小学3年か4年か、その頃はクラスで「たのきん、誰が好き?」みたいなのがよくあった。私は田原俊彦と野村義男の顔が好みではなかったので、近藤真彦一択になった。実際操作なのか何なのか、出す曲出す曲オリコンで1位になるし、露出も多かったので見る機会が増える。ベストテン番組が後押しした。考えてみれば、マスコミの力をここで見たんだろう。路線が変わった「愚か者」あたりでレコードを買うことをやめた。今ではすっかり呆れる大人になっているようにみえる。

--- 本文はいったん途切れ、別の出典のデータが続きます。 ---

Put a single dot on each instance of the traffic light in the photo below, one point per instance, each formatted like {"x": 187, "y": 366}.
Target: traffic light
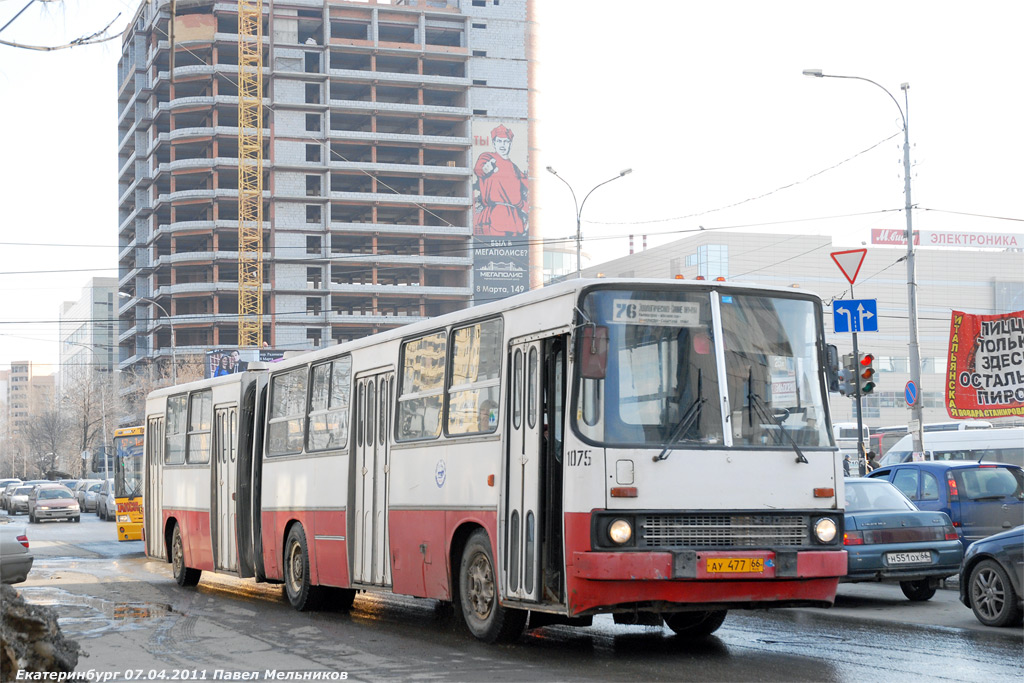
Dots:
{"x": 848, "y": 376}
{"x": 865, "y": 373}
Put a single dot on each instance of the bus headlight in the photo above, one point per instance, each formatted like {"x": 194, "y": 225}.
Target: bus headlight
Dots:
{"x": 620, "y": 531}
{"x": 824, "y": 529}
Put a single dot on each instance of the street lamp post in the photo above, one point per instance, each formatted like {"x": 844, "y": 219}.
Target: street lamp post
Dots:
{"x": 916, "y": 411}
{"x": 170, "y": 322}
{"x": 579, "y": 207}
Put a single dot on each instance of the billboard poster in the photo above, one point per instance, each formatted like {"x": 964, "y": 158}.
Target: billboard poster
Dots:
{"x": 228, "y": 360}
{"x": 501, "y": 210}
{"x": 985, "y": 375}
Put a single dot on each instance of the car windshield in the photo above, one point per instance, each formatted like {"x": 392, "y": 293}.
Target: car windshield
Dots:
{"x": 663, "y": 385}
{"x": 862, "y": 496}
{"x": 980, "y": 482}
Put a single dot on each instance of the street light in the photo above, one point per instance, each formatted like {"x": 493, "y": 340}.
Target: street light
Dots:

中森明菜に対しての仕打ちが許せなかった。「愛・旅立ち」は手放しで喜んで鑑賞したのだがなぁ。

小学5年頃、「欽ちゃんの週刊欽曜日」にハマった私は、近藤真彦と並行して風見しんご(旧芸名:風見慎吾)のファンとなり、深夜ラジオを聞くようになった。そういえば漢字が読めないことをリスナーからかなりいじられていた。音痴だが運動神経がよく、かわいさとかっこよさを兼ね備えていた。ブレイクダンスをいち早く取り入れ、息切れしながら歌にならない歌を歌い踊る姿は目を引いた。が、中学生になると部活に集中し以後テレビを見る時間がなくなった。就職後に地元で撮影されたドキュメンタリーに彼が出演していて、演出とはいえ事実と違うことを述べていたので、気持ちが萎えたことは覚えている。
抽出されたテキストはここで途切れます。